Sarı Saltuk ve İznik’teki türbesi için halk arasında anlatılan hikayeler bulunmaktadır. Türbeyle ilgili anlatılan en yaygın rivayet şöyledir: ”Bir yaz günü türbenin gölgesinde uyuyan bir kişinin rüyasına giren Sarı Saltuk ”Yolumun üzerine yatma!” diyerek kızmıştır. Türbenin bulunduğu bahçeye sarhoş olarak veya izinsiz olarak girenlerin, görünmez bir el tarafından cezalandırıldığı rivayet edilmektedir.

Sarı Saltuk ile ilgili anlatılan rivayetlerden birinde, vücudunun yedi parçaya bölündüğü ve yeni ayrı yere gömüldüğü söylenmektedir. Sarı Saltuk’un vasiyeti üzerine gerçekleşen bu olay nedeniyle farklı yerlerde mezarları olduğu rivayet edilmektedir.

Saltukname’ye göre asıl adı Serih Hızır olan Sarı Saltuk’un, babası Seyyid Battal Gazi soyundan gelen Seyyid Hasan b. SeyyidHüseyn b. Muhammed b. Ali’dir. Baba Tarafının Hüseyni (Seyyid), anne tarafının Hasani (şerif) olarak adlandırılması Sarı Saltuk’un Melik Danismend Gazi ile akraba olduğunu göstermektedir. Cengiz Han Abbasiler üzerine yürüdüğünde o da Anadolu ve Rumeli topraklarında fetihler yapıyordu. Babası Amasya Kalesi’ni kuşatmış ancak kale hükümdarı tarafından Zehirlenerek öldürülmüştür. Zor durumda kalan Serif Hızır’ı dönemin önemli ilim Adamlarının yetiştirdiği belirtilmektir. On dört yasında akınlara katılmaya başlamış, bu çarpışmalardan birinde Alyon-ı Rum adlı bir Hıristiyan savaşçıyı yenerek onu Müslümanlığa geçirmiştir. Adını İlyas-ı Rumi olarak değiştirince oda ona kendi dilinde çok güçlü erkek anlamına gelen Saltık adını vermiştir. Bu tarihten sonra saç ve ten rengi açık olan Serif Hızır Sarı Saltık olarak anılmaya başlamıştır. Vilayet name-i Hacı Bektas-ı Veli’de ise, Hacı Bektas bir gün Sulucakaraöyük’te Arafat Dağı’nda çilesini doldururken, zemzem pınarı denilen çeşmeye gelmiş ve orada koyun güden bir çoban görmüştür. Çobana adını sorduğunda, Sarı Saltuk olduğunu öğrenmiş, ne isterse memnuniyetle yerine getireceğini söylemesi üzerine Sağ eliyle çobanın sırtını sıvazlamıştır. Bu hareketle gönül gözü açılan çobana Hacı Bektas, Saltık seni Rumeli’ye saldık demiştir. Evliya Çelebi anlatımında ise, Hacı Bektas Ahmet-i Yesevi’nin izniyle Rumeli’ye doğru akına çıkan 370 dervişten biri de Kaligra Sultan’dır.
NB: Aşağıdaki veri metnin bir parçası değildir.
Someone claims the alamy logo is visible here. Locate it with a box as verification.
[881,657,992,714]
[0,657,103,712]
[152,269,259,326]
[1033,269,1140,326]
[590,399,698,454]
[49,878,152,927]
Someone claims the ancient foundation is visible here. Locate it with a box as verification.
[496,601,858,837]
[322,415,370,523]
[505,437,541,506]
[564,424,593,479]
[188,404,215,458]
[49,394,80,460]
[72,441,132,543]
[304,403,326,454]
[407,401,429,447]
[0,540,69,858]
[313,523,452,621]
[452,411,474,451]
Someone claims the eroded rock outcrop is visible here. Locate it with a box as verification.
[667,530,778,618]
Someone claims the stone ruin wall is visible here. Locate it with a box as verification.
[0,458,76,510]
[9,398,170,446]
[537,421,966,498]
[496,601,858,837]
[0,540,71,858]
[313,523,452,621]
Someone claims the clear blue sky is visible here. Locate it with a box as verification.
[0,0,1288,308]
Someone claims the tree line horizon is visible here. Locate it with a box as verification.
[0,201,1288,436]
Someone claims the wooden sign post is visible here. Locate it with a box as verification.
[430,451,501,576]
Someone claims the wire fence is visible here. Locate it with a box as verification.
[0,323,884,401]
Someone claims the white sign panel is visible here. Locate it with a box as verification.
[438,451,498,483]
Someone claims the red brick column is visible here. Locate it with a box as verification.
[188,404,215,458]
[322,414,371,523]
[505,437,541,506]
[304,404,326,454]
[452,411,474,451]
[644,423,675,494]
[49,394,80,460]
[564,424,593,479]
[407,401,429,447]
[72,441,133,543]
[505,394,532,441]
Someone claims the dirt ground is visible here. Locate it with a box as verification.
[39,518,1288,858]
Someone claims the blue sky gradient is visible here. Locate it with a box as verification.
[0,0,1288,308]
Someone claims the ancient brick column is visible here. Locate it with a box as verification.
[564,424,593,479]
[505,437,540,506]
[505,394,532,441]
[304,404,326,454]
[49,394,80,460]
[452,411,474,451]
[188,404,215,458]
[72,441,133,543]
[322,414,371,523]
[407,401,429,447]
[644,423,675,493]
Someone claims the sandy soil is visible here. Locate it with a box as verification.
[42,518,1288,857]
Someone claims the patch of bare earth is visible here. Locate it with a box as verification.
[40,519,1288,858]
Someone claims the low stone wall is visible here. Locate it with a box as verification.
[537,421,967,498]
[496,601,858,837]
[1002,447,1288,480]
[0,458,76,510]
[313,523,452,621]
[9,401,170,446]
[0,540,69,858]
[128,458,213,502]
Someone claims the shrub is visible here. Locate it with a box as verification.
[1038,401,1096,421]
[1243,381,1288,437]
Açık ten ve sarı saç rengi nedeniyle Sarı Saltık olarak anılan, Anadolu’ya gelince Orhan Gazi’nin akınlarına katılmış, Bursa’nın fethinden sonra da 70 dervişle birlikte Rumeli’ye yollanmıştır. Yaşadığı bölgelerde birçok kişinin İslamiyet’e geçmesine vesile olmuştur.Diyarbakır ve Tunceli’den başlayarak Bor, İznik, İstanbul gibi şehirlerinden ardından Romanya, Bulgaristan, Arnavutluk, Makedonya ve Bosna Hersek’e kadar Sarı Saltuk’dan saygıyla bahsedilmektedir. 1261 yılında kardeşi IV. Rükneddin Kılıçarslan ile taht mücadelesine giren İzzeddin Keykavus, veziri Sahip Ata Fahreddin Ali tarafından kandırılmış, bu nedenle Moğol emiri Alıncak Noyan’ın da desteğini alan kardeşine karşı ağır bir yenilgi almıştır. Taht mücadelesini kaybetmesinin yanı sıra hayatının da tehlikede olması nedeniyle İstanbul’a gidip Bizans imparatoru VII. Mihail Paleologos’a sığınmıştır. İstanbul’da gayet iyi ağırlandığı belirtilen İzzeddin’in Anadolu’da halen kendine bağlı olan Türkmenleri de yanına getirtip kendilerine yerleşecekleri bir alan göstermesini istemişti. Bunun üzerine Üsküdar yoluyla Rumeli’ye geçen Türkmenler Dobruca’ya yerleştirilmişlerdi. Sarı Saltuk’un da Anadolu’dan Dobruca’ya gelen bu Türkmenler arasında olduğu tahmin edilmektedir. Bizans himayesindeki İzzeddin’in zamanla bu yandaşları sayesinde güçlenip, Altın Ordu hükümdarı Berke Han’la iletişim kurmasıyla kendine karsı isyan edeceğini anlayan imparator VII. Mihail Paleologos, İzzedin’in yakın adamlarını öldürmüş kendisini de Enez Kalesi’ne hapsetmiştir. Berke Han’ın Gönderdiği 20.000 kişilik ordu sayesinde kaleden kurtulan İzzeddin, Altın Ordu Devleti topraklarına geçip Dest-i Kıpçak’a yerleşmiştir. Ardından Türkmenlerin başındaki Sarı Saltuk da bu bölgeye gelmiştir.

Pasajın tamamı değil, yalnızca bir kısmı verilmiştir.